It’s Christmas Eve. Josh is at the pub, Alice is in bed watching a film, Katie’s in her room doing the same and Annie is at Tom’s until 2pm tomorrow. The mince pie and carrot didn’t get put out and I didn’t get to tuck Annie into bed and try and calm her excitement down for her to sleep. It is the most un-christmassy Christmas Eve I have ever had. A Christmas eve without kids is not really a Christmas eve. It’s just odd and a great reminder of how much my life has changed over the past year, mostly for the better apart from this, and while the deeper reason for Annie’s absence is positive on one hand, on the other, it’s the high price I’m now paying. Still, tomorrow I’ll have all my children together for dinner and opening of presents, even though it will happen eight hours later than usual.
The one thing I am very aware of, being alone tonight is that it is my choices and decisions alone that have led to this. Had I stayed with Phil, we’d have been married by now and be sharing our first Christmas together. Had I made more of an effort to date other men I could have had a different man in my life tonight and if I hadn’t been so adamant about Tom not coming in our house and sharing Christmas with us, he’d have been joining us tonight and yet despite the emptiness I feel tonight and the longing to spend Christmas with someone special, as well as the kids, I know deep in my heart that my choices have been the right ones, even though nights like this make it very difficult to feel that way.

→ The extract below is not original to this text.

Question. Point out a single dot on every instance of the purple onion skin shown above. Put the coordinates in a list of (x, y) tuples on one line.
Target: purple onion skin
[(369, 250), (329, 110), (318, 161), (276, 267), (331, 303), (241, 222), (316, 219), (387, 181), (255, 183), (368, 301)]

I also know that tonight has given me a new, stronger determination. I have two goals for 2015. The first is to lose the weight I have gained over the last five years and get myself a body I am proud of and confident in and the second goal is to find love. Tonight is just reinforcing this to me more and more. Health, diet, dating and love so that next year, even if the kids are doing their own thing, I won’t have to be doing my thing alone. It’s time for love in my life. Four and a half years on, it’s time to go out there and find it. I hope I’m writing something very different for next Christmas Eve.